There is a lot of like about Dion Waiters. He brings a lot of toughness, having grown up in Philadelphia, and plays with an edge. Some NBA scouts believe Waiters will be a star at the pro level.
There is also a lot to dislike about Dion Waiters. He wasn’t a starter last season at Syracuse, doesn’t have great measurables, and didn’t play a lot of man-to-man defense in college because Jim Boeheim prefers the 2-3 zone.
You have to wonder what the Cleveland Cavaliers there thinking when they selected Waiters with the fourth overall pick in Thursday’s 2012 NBA draft. It was easily the most stunning move of the night given the recent history of Syracuse players in the Association.
Syracuse players in the Boeheim era are more likely to fizzle in the NBA than thrive. That is a proven fact. It happened to Dwayne “Pearl” Washington, it happened to Billy Owens, it happened to Lawrence Moten, it happened to Adrian Autry, and it happened to Gerry McNamara, it happened to Hakim Warrick, it happened to Jonny Flynn, and it happened to Wesley Johnson.
Flynn was the fifth overall pick by the Minnesota Timberwolves 2009 and it was THE WORST first-round pick that year. Flynn was a fish out of water and is now struggling to hook up with a team — any pro team. The Timberwolves obviously didn’t learn their lesson with Flynn because the follow year in 2010 they selected Wes Johnson, another first-round bust out of the Boeheim program.
There are a few exceptions. Derrick Coleman, Rony Seikaly and Sherman Douglas all had long, good NBA careers and Carmelo Anthony is one of the 15 best players in the league.
Waiters is hoping to have a long productive NBA career, and he seems to embrace the challenge. He is a good player and certainly deserves to go in the first round of the draft. But to be selected fourth overall is beyond surprising. Even Waiters was stunned he was picked that early.
“I’m very surprised. Top five. That’s every kid’s dream,” Waiters said. “I’m very thankful.”
Waiters said he had a tough time transitioning from high school to college because he never came off the bench until he got to Syracuse. He often clashed with Boeheim, but he says the “tough love” and made him into a better player.

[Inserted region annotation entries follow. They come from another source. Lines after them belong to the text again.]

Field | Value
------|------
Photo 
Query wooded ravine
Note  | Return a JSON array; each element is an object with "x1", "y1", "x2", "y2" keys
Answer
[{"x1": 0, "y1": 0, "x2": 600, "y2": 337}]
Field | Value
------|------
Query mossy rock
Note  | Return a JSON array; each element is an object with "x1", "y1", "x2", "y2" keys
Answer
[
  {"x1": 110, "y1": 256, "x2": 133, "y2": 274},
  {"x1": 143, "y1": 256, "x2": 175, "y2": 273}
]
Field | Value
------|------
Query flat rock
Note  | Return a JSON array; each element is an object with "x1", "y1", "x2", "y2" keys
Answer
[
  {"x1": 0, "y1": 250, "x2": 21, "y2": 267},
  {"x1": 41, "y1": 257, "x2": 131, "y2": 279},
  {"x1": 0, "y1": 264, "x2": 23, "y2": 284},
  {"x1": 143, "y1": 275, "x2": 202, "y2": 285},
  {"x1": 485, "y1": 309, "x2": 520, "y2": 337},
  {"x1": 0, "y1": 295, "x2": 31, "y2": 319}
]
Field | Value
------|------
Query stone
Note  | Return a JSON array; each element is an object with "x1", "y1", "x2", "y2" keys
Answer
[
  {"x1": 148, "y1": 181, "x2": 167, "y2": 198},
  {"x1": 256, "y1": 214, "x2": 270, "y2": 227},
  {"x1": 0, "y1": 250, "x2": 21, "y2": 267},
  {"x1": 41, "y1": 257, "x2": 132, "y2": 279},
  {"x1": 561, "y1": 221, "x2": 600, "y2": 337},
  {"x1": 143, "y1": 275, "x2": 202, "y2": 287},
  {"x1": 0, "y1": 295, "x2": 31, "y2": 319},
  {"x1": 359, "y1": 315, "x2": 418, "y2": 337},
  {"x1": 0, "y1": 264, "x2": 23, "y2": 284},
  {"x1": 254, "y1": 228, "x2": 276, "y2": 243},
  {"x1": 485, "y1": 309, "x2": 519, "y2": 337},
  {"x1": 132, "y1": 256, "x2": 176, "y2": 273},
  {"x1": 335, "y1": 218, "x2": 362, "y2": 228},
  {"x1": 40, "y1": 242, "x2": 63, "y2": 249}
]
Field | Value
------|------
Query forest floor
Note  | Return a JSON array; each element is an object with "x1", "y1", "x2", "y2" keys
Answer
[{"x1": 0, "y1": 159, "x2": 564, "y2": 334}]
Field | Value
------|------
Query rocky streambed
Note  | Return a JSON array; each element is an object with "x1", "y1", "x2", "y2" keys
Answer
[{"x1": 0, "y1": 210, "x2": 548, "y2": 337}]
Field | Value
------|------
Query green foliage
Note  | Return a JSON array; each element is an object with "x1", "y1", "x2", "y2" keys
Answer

The Cavs had a multitude of options with the No. 4 pick. They could have gone with Kansas’ Thomas Robinson, North Carolina’s Harrison Barnes, Connecticut’s Jeremy Lamb, or even Duke’s Austin Rivers. Talent-wise, Rivers may be the second-best player in the draft behind Anthony Davis and the Cavs would have had a lethal Duke-and-Duke combo with Rivers and Kyrie Irving.
Instead, general manager Chris Grant decided to roll the dice on a player who will have the added burden of being the fourth player taken in the 2012 draft.